Scooping the ‘Temporary Award’ in the Big Biodiversity Challenge Awards, the garden, which has been created in partnership with the RSPB and is located at David Wilson Homes Mercia’s Spinney Fields development, is full of features designed to attract wildlife.
The ‘Temporary Award’ promotes non-permanent environmental enhancements, such as a green hording, a temporary green wall or a community engagement initiative.
The partnership between the RSPB and the developer is the first of its kind in the UK and aims to boost natural habitats at developments across the country using updated landscaping and new guidance. As one of the first gardens of its kind in the country the Spinney Fields concept is now being rolled out at a number of its other new homes developments across the country.
John Fitzgerald, Managing Director at David Wilson Homes Mercia said: “We are delighted to have won this award which demonstrates how we can build new homes and at the same time protect and enhance the biodiversity of a local area, benefiting the economy, creating employment and improving health and wellbeing for our customers and the communities we create.”
Paul Stephen, Biodiversity Adviser for the RSPB and David Wilson Homes’ parent company Barratt Developments Plc added, “As the country’s wildlife struggles, with 60% of plants and animals facing decline, it is hoped that the partnership between the country’s largest homebuilder and the nation’s largest conservation charity will help boost biodiversity and it is fantastic that the garden has been recognised in this way.
“We hope that many more developments as well as the residents themselves choose to make a home for nature in their own gardens.
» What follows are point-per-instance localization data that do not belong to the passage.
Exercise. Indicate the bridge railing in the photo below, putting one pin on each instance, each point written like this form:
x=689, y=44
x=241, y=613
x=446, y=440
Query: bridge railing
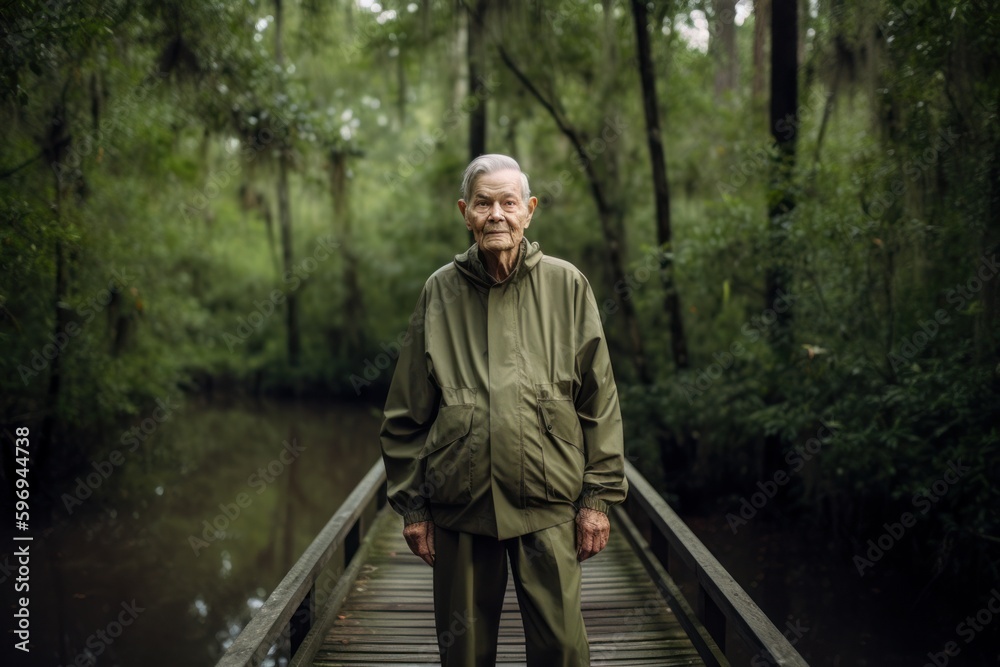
x=290, y=611
x=710, y=605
This is just one step that Barratt Developments Plc have made to improve their approach to biodiversity.”
The judges said: “This project had great potential to be a nationally significant model that could be used on other developments by other organisations. There was impressive engagement with RSPB, community and potential buyers. We liked this project because it provides examples of the variety of different ecological interventions that can be easily measured and compared between different developments and it is this replicability can be taken forward to other developments. Best wishes and a BIG congratulations to the whole team.”
Visitors to the garden will be able to spot bird boxes, bat boxes, bee and butterfly friendly plants, a pond, a hedgehog house and hedgehog highway as well as a hibernaculum built by Year Three pupils from Long Itchington Primary School last winter.